NVIDIA / CUDALibrarySamples

CUDA Library Samples
Other
1.5k stars 311 forks source link

cublasLt FP8 gemm error #185

Closed Sunny-bot1 closed 3 months ago

Sunny-bot1 commented 3 months ago

Hi, when I implement fp8 gemm with batch based on the demo LtFp8Matmul, I met this problem:

cuBLAS API failed with status 7
terminate called after throwing an instance of 'std::logic_error'
  what():  cuBLAS API failed

I implement the batch mode like this:

int batchCount = 2;
int stridea = m * k;
cublasLtMatrixLayoutSetAttribute(Adesc, CUBLASLT_MATRIX_LAYOUT_BATCH_COUNT, &batchCount, sizeof(batchCount));
cublasLtMatrixLayoutSetAttribute(Adesc, CUBLASLT_MATRIX_LAYOUT_STRIDED_BATCH_OFFSET, &stridea, sizeof(stridea));
...

and I already set the initial arg N=2 I can run the original LtFp8Matmul

architecture: Ada cuda version: 12.4

Thank for your help!!!!!!

rsdubtso commented 3 months ago

Batch count must be equal for all the matrices.
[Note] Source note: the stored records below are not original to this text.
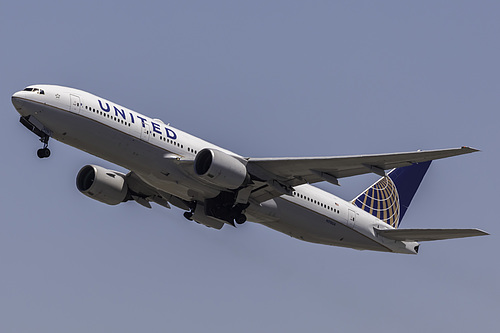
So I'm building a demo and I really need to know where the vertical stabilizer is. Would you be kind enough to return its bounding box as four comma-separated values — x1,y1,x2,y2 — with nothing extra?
352,161,431,228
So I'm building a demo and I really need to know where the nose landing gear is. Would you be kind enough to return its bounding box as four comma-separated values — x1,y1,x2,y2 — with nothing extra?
36,135,50,158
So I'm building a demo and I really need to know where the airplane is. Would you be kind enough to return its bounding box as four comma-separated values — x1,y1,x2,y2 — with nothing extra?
12,84,488,254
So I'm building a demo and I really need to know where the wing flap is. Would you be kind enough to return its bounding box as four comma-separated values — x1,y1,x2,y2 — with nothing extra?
376,229,489,242
248,147,478,182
Output from the run with CUBLASLT_LOG_LEVEL=1:

[2024-05-20 14:52:29][cublasLt][3590223][Error][cublasLtMatmulAlgoGetHeuristic] Input matrices batch counts mismatch: input B matrix batchCount (1) must be equal to all other matrices batch counts, expected (2).

See the LtHSHgemmStridedBatchSimple example for more info.
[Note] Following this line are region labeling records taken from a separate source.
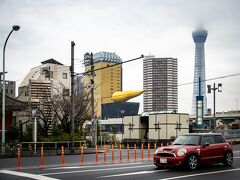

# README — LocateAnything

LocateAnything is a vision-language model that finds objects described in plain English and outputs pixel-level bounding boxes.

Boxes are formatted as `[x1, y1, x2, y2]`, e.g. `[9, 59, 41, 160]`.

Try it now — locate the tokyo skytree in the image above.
[192, 29, 208, 115]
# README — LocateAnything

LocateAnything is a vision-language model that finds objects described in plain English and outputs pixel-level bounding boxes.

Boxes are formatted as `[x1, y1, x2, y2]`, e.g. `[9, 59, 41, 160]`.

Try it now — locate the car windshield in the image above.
[172, 135, 200, 146]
Sunny-bot1 commented 3 months ago

Batch count must be equal for all the matrices. Output from the run with CUBLASLT_LOG_LEVEL=1:

[2024-05-20 14:52:29][cublasLt][3590223][Error][cublasLtMatmulAlgoGetHeuristic] Input matrices batch counts mismatch: input B matrix batchCount (1) must be equal to all other matrices batch counts, expected (2).

See the LtHSHgemmStridedBatchSimple example for more info.

Thank you for your reply. Sorry, I didin't describe it completely and just take A as an example. I have set the batch count for all matrices.

   int batchCount = 2;
   int stridea = m * k;
   int strideb = n * k;
   int stridec = m * n;
   cublasLtMatrixLayoutSetAttribute(Adesc, CUBLASLT_MATRIX_LAYOUT_BATCH_COUNT, &batchCount, sizeof(batchCount));
   cublasLtMatrixLayoutSetAttribute(Adesc, CUBLASLT_MATRIX_LAYOUT_STRIDED_BATCH_OFFSET, &stridea, sizeof(stridea));
   cublasLtMatrixLayoutSetAttribute(Bdesc, CUBLASLT_MATRIX_LAYOUT_BATCH_COUNT, &batchCount, sizeof(batchCount));
   cublasLtMatrixLayoutSetAttribute(Bdesc, CUBLASLT_MATRIX_LAYOUT_STRIDED_BATCH_OFFSET, &strideb, sizeof(strideb));
   cublasLtMatrixLayoutSetAttribute(Cdesc, CUBLASLT_MATRIX_LAYOUT_BATCH_COUNT, &batchCount, sizeof(batchCount));
   cublasLtMatrixLayoutSetAttribute(Cdesc, CUBLASLT_MATRIX_LAYOUT_STRIDED_BATCH_OFFSET, &stridec, sizeof(stridec));
   cublasLtMatrixLayoutSetAttribute(Ddesc, CUBLASLT_MATRIX_LAYOUT_BATCH_COUNT, &batchCount, sizeof(batchCount));
   cublasLtMatrixLayoutSetAttribute(Ddesc, CUBLASLT_MATRIX_LAYOUT_STRIDED_BATCH_OFFSET, &stridec, sizeof(stridec));

but I still met this problem.

cuBLAS API failed with status 7
terminate called after throwing an instance of 'std::logic_error'
  what():  cuBLAS API failed
rsdubtso commented 3 months ago

Thanks. The problem with the code above is that strides must be int64_t. Therefore, all the to set the stride fail with CUBLAS_STATUS_INVALID_VALUE. See details regarding expected types in the documentation.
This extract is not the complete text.